La cineasta Pilar Miró hubo de dimitir de su cargo de directora de RTVE en 1989 porque no le perdonaron que se hubiera comprado unos cuantos vestidos con cargo a los presupuestos del ente autónomo. La explicación de Miró fue que el protocolo la forzaba a vestir en los actos oficiales a los que estaba obligada a asistir en razón de su cargo ropa cara que ella nunca habría elegido por su propio gusto, de modo que si RTVE quería que fuera postinera, que lo pagara RTVE. No se lo perdonaron, algunos medios fueron implacables con ella, parte del Gobierno de González también y, al final, la directora de El crimen de Cuenca tiró la toalla.

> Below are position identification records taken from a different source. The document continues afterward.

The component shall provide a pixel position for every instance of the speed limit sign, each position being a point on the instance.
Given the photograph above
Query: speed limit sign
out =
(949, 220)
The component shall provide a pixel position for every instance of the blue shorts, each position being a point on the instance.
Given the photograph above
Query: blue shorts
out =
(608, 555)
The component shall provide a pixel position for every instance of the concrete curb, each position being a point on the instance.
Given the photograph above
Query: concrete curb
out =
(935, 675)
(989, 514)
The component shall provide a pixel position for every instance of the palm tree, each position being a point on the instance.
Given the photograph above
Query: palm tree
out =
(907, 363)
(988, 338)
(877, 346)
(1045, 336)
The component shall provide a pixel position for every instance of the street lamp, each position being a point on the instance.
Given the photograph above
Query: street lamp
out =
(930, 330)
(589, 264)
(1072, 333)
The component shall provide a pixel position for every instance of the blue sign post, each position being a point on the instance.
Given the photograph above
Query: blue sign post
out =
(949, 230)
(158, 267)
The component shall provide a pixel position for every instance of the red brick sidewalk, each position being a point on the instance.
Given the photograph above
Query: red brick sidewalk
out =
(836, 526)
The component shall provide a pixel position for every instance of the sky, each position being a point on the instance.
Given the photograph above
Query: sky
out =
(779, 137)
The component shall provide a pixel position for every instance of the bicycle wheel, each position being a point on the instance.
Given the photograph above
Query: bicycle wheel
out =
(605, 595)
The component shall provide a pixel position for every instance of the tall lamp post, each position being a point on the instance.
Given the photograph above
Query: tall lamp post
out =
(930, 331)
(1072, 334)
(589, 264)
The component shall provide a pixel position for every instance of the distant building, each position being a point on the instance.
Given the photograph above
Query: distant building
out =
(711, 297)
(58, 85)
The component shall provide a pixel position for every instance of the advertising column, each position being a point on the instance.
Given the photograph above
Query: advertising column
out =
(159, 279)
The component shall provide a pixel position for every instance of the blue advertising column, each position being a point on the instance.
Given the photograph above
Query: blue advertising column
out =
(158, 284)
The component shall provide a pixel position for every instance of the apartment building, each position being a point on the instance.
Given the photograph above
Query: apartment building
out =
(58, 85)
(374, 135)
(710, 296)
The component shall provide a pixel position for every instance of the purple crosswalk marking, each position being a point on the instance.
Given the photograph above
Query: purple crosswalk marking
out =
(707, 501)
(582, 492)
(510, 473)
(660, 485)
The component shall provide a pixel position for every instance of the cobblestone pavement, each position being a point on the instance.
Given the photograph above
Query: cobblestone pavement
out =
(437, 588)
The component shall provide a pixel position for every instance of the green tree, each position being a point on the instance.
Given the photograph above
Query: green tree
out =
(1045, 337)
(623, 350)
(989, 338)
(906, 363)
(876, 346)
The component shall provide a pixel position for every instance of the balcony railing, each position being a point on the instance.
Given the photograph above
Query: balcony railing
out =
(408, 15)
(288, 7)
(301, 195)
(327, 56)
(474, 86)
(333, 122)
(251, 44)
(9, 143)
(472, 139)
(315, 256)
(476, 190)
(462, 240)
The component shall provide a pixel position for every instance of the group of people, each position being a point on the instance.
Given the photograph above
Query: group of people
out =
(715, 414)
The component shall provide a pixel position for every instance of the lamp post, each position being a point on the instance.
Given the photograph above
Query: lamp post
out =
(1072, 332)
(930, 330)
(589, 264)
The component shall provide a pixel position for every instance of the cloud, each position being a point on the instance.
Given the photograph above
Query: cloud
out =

A mí, su explicación me pareció lógica. Si no te permiten que vayas a una recepción de alto copete con pantalón de pana y una cazadora, que se hagan cargo del disfraz quienes exigen que te engalanes.
Pero fuimos muy pocos los que dijimos que todo aquel supuesto escándalo era una patochada. Y ella se quedó casi sola.
Es del todo distinto el caso –en el supuesto de que lo sea, cosa que ya se verá– de los trajes de regalo recibidos por el presidente de la Comunidad Valenciana, Francisco Camps, y algunos altos cargos de su entorno. El monto de la regalía (20.000 euros) es nimio, tratándose de gente tan encumbrada, pero el fondo de la cuestión no es ése, sino que tan importantes responsables políticos admitieran la dádiva hecha bajo capa por un afanador privado que se beneficiaba de sustanciosas relaciones económicas con la Generalitat y el PP de Valencia.
Lo de Pilar Miró pudo ser una pifia administrativa, pero sin mayor trastienda ética. Esto otro de Valencia es muy diferente: todos sabemos que quien hace un cesto hace ciento.
Javier Ortiz. El dedo en la llaga, diario Público (9 de marzo de 2009).